A majority of MEPs have also expressed their support for unbundling.

Concerned about drawn-out legal complications resulting from ownership unbundling, Eurelectric, an industry body that represents EU electricity-producing companies, argues that "the excessive emphasis on 'ownership unbundling' and its supposed impacts on current market shortcomings is shifting attention away from the core requirements for fostering market integration. At the very least, enforcing such asset separation across the EU27 would inevitably be a lengthy and complex process and would not address the key issue of market integration."

The liberalisation of energy markets is one of longest and most controversial sagas in the EU's legislative history (see our LinksDossier). 

Since the early 1990s, the Commission has pushed for the creation of a single European energy market on the grounds that this would increase Europe's competitiveness and welfare, in part by stimulating jobs and by bringing lower energy prices to consumers. 

Now, with climate change at the top of the EU's political agenda, the Commission (in particular EU Energy Commissioner Andris Piebalgs and EU Competition Commissioner Nellie Kroes) considers further liberalisation as a pre-requisite for guaranteeing the EU's energy security, for promoting the use of renewable energies, and for ensuring the proper functioning of the EU Emissions Trading Scheme.

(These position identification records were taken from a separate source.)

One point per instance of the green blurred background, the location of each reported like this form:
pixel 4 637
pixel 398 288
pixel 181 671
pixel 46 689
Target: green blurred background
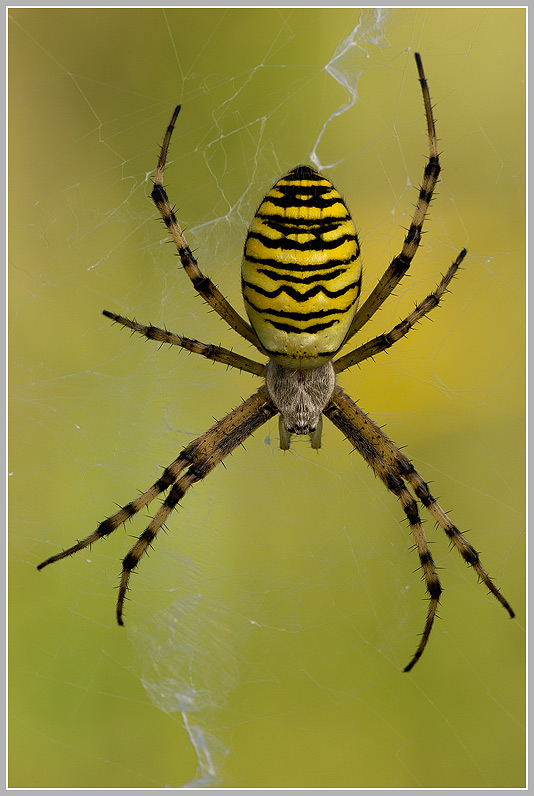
pixel 266 634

But some member states, notably France and Germany, question the Commission's logic that further liberalisation must also include the breaking up of large national and regional energy monopolies, arguing that this may actually undermine energy security and drive up prices for consumers.

  • 19 Sept 2007: Commission to present third energy liberalisation package.
  • 03 Dec 2007: European Council - possible Conclusions on liberalisation package.
  • 1st half of 2008: Possible political agreement in Council under Slovene EU Presidency.